Despite not being in person, the program remained very hands-on. Students were provided with the physical materials necessary to follow the course and were able to access simulations to reinforce certain concepts, which students engaged with enthusiastically. The integration of guest speakers and industry videos, in particular, received a lot of positive feedback.
“It was very important that we brought in people who look like our students, professionals who came from the same areas, since this isn’t something that they normally see. These speakers are telling them that this is a field that's open and possible for you as well,” said Tanzee Silver, Director of the SEA program. Silver is a Senior Energy Analyst at the Office of Sustainability at The Port Authority of New York & New Jersey. Her expertise in sustainable energy and knowledge of the New York Metro area’s energy needs makes her a valuable resource and mentor for this program.
The real-world applications of the concepts being introduced made the content interesting, relevant, and accessible. Learning about the energy sources that run their city and recognizing the components of those systems, like the steam vents that billow over New York City’s streets, made these lessons memorable. The positive impact of this course was apparent in student feedback and measurable in their performance.
“From the test scores we’ve had so far, we can see that the students are retaining this information,” Silver explained. “They're getting a better understanding of how energy works in our sector and how we can conserve it and move more towards a sustainable lifestyle.”
“These kinds of programs are highly successful and impactful with our students,” Lavache added. “Many of them go into STEM fields, particularly engineering. We have a former student that I’ve been in touch with who is now a nuclear engineer. It's so rewarding to see, and ideally, it’s the direction that we aim for with our students.”

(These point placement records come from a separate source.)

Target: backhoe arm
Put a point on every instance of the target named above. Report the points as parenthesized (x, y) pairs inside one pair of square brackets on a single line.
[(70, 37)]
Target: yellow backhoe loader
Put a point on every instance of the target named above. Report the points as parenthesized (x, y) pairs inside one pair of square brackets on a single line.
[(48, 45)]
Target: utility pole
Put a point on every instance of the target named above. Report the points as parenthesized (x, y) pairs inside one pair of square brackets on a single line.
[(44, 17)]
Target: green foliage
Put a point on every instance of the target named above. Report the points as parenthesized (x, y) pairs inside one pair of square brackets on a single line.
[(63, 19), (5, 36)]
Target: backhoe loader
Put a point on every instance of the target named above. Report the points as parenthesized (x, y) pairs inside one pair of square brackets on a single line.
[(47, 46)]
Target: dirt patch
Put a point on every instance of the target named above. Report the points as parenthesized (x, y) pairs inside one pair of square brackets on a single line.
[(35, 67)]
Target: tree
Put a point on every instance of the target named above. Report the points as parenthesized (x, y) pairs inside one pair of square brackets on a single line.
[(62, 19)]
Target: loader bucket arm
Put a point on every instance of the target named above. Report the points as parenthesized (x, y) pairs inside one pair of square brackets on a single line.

Science, technology, engineering, and mathematics (STEM) touch everyone’s lives, but not everyone will consider a career in these fields, as they can initially be seen as intimidating. It’s not easy to present the diverse array of jobs and educational programs in tightly packed high school curriculums. Because of this, it’s important for students to not only form a STEM identity, to confidently see themselves exploring the way their world works through these fields, but to establish STEM persistence. Programs like this establish positive experiences that start early on in school and develop students that are workforce-ready.
Based on Bedford Academy’s 98 percent college acceptance rate from June of last year, it’s safe to say that most students at the academy will go on to pursue their talents and interests in higher education, however, not every path forward in STEM requires the same resources and investments. A key benefit of this program is also highlighting opportunities for interesting and lucrative STEM careers within the energy sector that might not require a degree.
“After high school, there are students that might decide they can’t or don’t want to go to college,” explained William Suggs, President of the New York Chapter of the AABE and President of the SEA program. “If they take an entry level job in the energy sector, it’s entirely possible, within a few years, for them to be making a six-figure salary in a helper position. This can change the dynamic of a whole community. These young people are performing fulfilling work and making an income that allows them to go out and purchase property and provide for their families.”
Programs like this have long term positive effects that start with each student and ripple outward. The sustainable energy course, in particular, gives young people the information and tools they need to meet the environmental and energy challenges of today and tomorrow, all while changing the landscape of what it means to have a career in STEM.
Brookhaven National Laboratory is supported by the Office of Science of the U.S. Department of Energy. The Office of Science is the single largest supporter of basic research in the physical sciences in the United States and is working to address some of the most pressing challenges of our time. For more information, please visit science.energy.gov.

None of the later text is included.